Functional assignment of metagenome data sets (A) and taxonomic profiling (B) of function specific sub-data sets. Functional (Func.) profiles are based on assignments to KEGG (69) KO identifiers (K numbers) for functional categories of interest. Percentages show the proportion of functionally assigned sequences to any KEGG category. Balloon sizes refer to relative abundances. Sets of representative K numbers/gene functions were selected based on metabolic pathways of interest. Respective pathways are given below.
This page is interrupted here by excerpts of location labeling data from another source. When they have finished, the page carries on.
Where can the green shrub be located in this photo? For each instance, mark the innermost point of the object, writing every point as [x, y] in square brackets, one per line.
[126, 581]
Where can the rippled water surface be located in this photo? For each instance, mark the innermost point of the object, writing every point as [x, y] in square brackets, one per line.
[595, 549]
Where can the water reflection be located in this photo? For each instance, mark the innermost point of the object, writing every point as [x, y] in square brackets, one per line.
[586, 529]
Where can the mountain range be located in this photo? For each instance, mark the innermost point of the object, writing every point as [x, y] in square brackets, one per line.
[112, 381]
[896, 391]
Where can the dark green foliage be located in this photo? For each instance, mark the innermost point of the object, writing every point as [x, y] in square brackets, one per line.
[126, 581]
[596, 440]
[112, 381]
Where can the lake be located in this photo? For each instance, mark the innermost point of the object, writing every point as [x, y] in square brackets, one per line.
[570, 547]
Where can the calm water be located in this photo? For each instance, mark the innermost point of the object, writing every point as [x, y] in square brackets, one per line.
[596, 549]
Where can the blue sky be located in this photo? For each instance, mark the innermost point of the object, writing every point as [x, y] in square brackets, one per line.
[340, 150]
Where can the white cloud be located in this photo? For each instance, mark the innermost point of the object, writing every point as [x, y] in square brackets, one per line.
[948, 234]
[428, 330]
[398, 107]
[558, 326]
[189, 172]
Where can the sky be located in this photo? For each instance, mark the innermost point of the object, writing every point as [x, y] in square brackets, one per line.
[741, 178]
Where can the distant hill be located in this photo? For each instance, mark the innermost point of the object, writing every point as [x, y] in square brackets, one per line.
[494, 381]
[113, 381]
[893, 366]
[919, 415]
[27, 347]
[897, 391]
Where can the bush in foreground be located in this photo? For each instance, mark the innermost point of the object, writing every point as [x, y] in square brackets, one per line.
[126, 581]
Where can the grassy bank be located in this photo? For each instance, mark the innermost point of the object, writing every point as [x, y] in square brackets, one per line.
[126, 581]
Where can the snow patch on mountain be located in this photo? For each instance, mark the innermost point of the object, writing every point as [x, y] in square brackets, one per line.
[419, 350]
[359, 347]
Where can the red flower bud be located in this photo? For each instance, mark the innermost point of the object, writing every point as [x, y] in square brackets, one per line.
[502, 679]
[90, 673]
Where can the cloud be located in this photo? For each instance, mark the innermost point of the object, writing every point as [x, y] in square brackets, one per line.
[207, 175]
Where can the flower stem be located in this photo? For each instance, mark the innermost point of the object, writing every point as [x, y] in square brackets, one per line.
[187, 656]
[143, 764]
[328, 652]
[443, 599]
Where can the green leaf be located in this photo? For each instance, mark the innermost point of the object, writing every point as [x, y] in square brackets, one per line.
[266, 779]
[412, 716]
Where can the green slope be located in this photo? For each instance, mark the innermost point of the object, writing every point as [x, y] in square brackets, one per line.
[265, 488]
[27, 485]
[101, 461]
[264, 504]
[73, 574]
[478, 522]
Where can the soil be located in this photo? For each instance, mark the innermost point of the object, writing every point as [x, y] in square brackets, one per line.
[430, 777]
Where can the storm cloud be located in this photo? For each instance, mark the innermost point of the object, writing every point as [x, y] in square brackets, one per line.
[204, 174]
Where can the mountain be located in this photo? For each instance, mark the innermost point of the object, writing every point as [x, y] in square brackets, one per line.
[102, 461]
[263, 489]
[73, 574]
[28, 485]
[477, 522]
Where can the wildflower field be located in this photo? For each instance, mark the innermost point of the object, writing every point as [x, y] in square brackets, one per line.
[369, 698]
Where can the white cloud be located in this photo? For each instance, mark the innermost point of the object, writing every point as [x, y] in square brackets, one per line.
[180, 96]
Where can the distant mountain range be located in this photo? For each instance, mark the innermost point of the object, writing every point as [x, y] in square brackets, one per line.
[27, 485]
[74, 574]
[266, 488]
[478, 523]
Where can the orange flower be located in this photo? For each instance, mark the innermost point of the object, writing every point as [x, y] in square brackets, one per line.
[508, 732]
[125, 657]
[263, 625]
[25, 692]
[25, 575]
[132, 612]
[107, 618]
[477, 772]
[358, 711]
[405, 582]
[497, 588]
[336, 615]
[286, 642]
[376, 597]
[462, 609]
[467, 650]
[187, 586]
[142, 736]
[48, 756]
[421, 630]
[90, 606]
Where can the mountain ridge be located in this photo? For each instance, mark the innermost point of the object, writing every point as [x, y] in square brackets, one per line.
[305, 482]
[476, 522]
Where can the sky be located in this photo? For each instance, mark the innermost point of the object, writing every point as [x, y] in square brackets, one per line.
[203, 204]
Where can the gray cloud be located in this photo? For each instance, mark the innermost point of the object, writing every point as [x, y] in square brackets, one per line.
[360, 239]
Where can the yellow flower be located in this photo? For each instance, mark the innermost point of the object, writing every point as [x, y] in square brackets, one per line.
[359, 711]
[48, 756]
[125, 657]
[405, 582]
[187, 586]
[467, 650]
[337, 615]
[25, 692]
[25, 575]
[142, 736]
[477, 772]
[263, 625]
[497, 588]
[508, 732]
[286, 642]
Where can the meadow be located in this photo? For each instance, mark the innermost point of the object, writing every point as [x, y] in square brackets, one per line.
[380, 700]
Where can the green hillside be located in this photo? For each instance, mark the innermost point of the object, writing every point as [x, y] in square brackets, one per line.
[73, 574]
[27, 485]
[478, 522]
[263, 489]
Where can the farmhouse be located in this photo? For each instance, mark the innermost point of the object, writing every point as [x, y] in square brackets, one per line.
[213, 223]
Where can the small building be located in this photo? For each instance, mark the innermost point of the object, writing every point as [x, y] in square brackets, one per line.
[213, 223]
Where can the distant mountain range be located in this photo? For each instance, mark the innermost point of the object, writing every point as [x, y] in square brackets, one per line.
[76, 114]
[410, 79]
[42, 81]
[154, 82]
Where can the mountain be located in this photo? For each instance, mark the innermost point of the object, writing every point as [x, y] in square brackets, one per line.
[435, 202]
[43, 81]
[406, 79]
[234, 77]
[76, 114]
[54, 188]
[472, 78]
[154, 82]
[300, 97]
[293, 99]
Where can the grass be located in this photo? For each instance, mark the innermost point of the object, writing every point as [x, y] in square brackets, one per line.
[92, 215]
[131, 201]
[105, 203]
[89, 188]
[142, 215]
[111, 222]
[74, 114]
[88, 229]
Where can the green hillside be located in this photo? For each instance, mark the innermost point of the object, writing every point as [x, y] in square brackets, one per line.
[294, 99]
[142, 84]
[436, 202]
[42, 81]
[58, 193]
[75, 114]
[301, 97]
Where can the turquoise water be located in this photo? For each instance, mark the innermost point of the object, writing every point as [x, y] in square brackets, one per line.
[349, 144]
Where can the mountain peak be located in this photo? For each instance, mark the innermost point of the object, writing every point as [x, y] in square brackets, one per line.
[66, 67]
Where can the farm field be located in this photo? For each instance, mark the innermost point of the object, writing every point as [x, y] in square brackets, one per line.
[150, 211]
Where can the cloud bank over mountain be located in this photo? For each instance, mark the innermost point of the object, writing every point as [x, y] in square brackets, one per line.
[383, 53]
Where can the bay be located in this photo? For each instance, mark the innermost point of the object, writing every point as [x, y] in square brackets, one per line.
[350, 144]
Commonly accepted gene abbreviations are given if available. K15020_acrC, K15019_3hpd, and K14469_3hps refer to acryloyl-coenzyme A reductase, 3-hydroxypropionyl-coenzyme A dehydratase, and 3-hydroxypropionyl-CoA synthetase genes, respectively. For these three genes, there no commonly accepted gene abbreviations available yet. Sequences assigned to functions of interest were extracted from the total data set and subjected to taxonomic profiling on the family level using DIAMOND (69) against NCBI RefSeq (68). Waffle charts reflect relative (Rel.) abundances, within respective sub-data sets based on taxonomically assigned sequences. The color code of the waffle charts refers to selected family-level affiliations.

FIG 4

Functional assignment of metatranscriptome data sets (A) and taxonomic profiling (B) of function-specific sub-data sets. Details about functional assignment, balloon sizes, and color code of the waffle charts are the same as those for Fig. 3. PNK66, sampling campaign 66; PNK69, sampling campaign 69.

FIG 5

Functional (A) and taxonomic (B) assignment of metagenome/metatranscriptome data sets to selected CAZyme functions. Selections of relevant CAZyme functions were chosen for cellulose, chitin, xylan, and pectin turnover. Additional functions were selected based on a potential involvement in hemicellulose breakdown. Functions are enumerated and indicated at the bottom. % CAZymes refers to the proportion of sequences that were assigned to any CAZyme. Balloon sizes refer to relative abundances. Taxonomic profiles were determined for cellulose, chitin, and xylan turnover on the metagenome/metatranscriptome level. Heatmaps display relative abundances within the corresponding subset. PNK66, sampling campaign 66; PNK69, sampling campaign 69.

FIG 6

Dominating microbial community functions along the Hainich CZE aquifer assemblages. The visualization represents a summary of the findings presented in Fig. 2 to 4. Values in parentheses refer to summed relative abundances of gene functions linked to the respective processes (e.g., nitrification) on the metagenome and metatranscriptome levels. WLP, Wood-Ljungdahl pathway; CBB, Calvin-Benson-Bassham; rTCA, reductive tricarboxylic acid; 3H4H, 3-hydroxypropionate/4-hydroxybutyrate; [CH₂O]_n, biomass; AOA, ammonia-oxidizing archaea.